La force du récit réside dans cet enchevêtrement permanent entre l’éphémère et le durable, entre l’être intérieur et l’univers dans lequel on tente, minuscule entité, de trouver sa place. Amy et Stan affrontent les éléments, les chagrins, les silences, le deuil, ils élèvent ensemble deux enfants, ils travaillent ensemble, ils vieillissent ensemble, mais peut-on entrer dans le mystère de l’autre ?
La chronique des Parker, qui se déroule sur plus d’un demi-siècle, est aussi l’histoire d’un pays et d’un paysage qui se transforment. Ils ont construit leur foyer dans le bush, mais il n’en reste plus grand-chose au seuil de leur mort. Morcelé et vendu, il devient une banlieue de Sydney. Ainsi, « toutes choses s’entrelacent et se dissolvent à cette heure d’avant les étoiles ». White célèbre l’extraordinaire et banale poésie inhérente à la vie de chaque être humain.
Pourquoi cela dérange
Cette œuvre, bien que magnifique, soulève des questions troublantes sur notre rapport à la culture. Pourquoi un auteur de cette trempe a-t-il été si longtemps ignoré ? Peut-être parce qu’il ne correspondait pas aux normes de l’époque, ou parce que ses thèmes, bien que universels, dérangent les certitudes établies.

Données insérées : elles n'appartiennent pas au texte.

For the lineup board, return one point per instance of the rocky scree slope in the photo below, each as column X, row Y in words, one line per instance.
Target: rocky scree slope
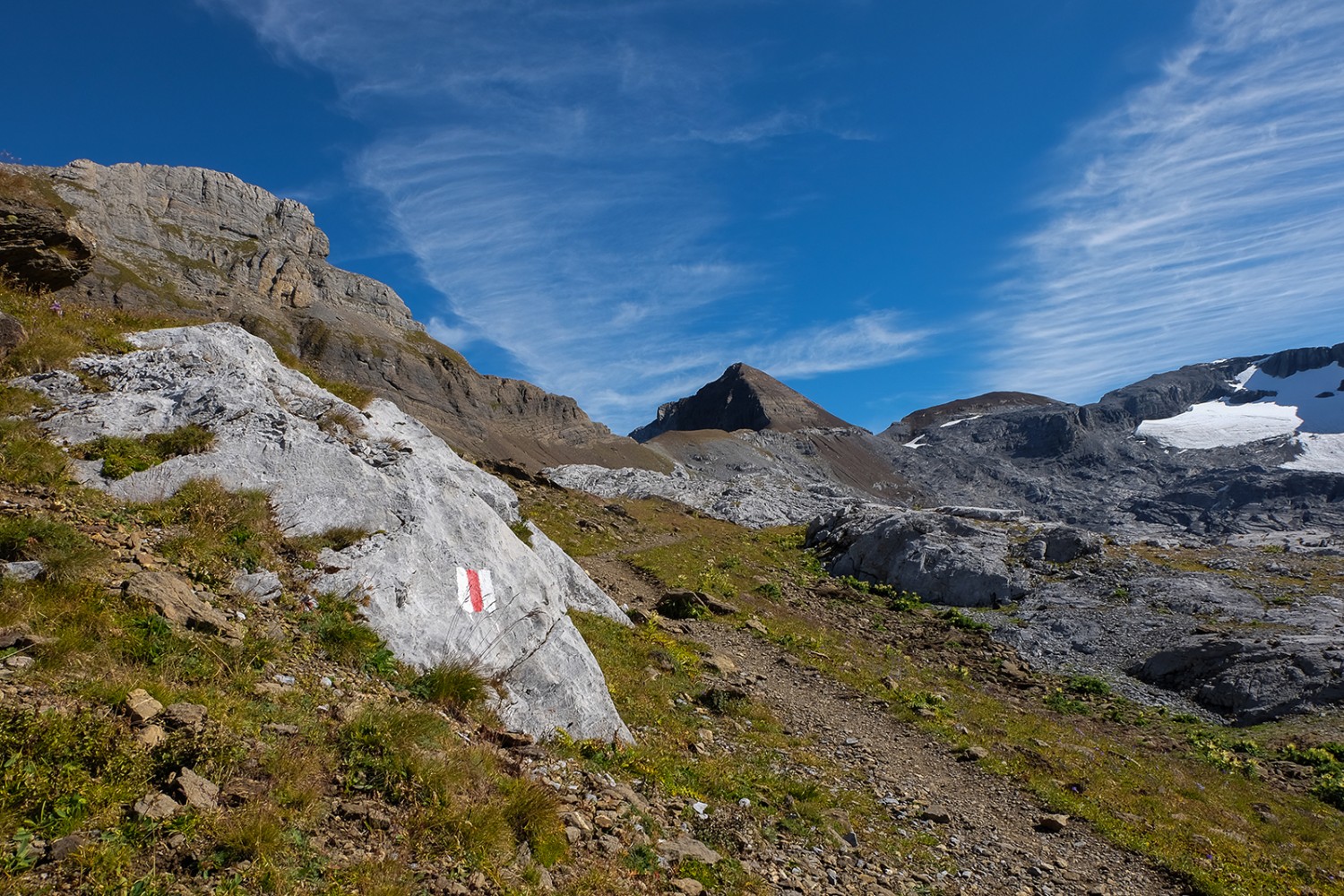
column 327, row 463
column 1230, row 633
column 1107, row 465
column 1110, row 466
column 204, row 245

Ce que cela implique concrètement
La redécouverte de White n’est pas seulement une victoire littéraire, mais un appel à la réflexion sur notre héritage culturel. Si nous continuons à négliger des voix comme celles de White, que restera-t-il de notre patrimoine ?
Lecture satirique
Les discours politiques actuels, souvent déconnectés de la réalité, semblent ignorer l’importance de la mémoire culturelle. Les promesses de valorisation de notre patrimoine littéraire se heurtent à la dure réalité de l’oubli. Pendant que certains se battent pour des causes futiles, d’autres se battent pour faire revivre des voix qui méritent d’être entendues.
Effet miroir international
À l’échelle mondiale, cette situation n’est pas unique. Des pays comme les États-Unis et la Russie, où la culture est souvent instrumentalisée à des fins politiques, montrent que l’oubli peut être un outil de contrôle. La redécouverte de White pourrait être un acte de résistance contre cette tendance.
À quoi s’attendre
Si cette tendance se poursuit, nous pourrions assister à un renouveau de l’intérêt pour des voix longtemps ignorées. Mais cela dépendra de notre capacité à remettre en question les discours dominants et à valoriser notre patrimoine culturel.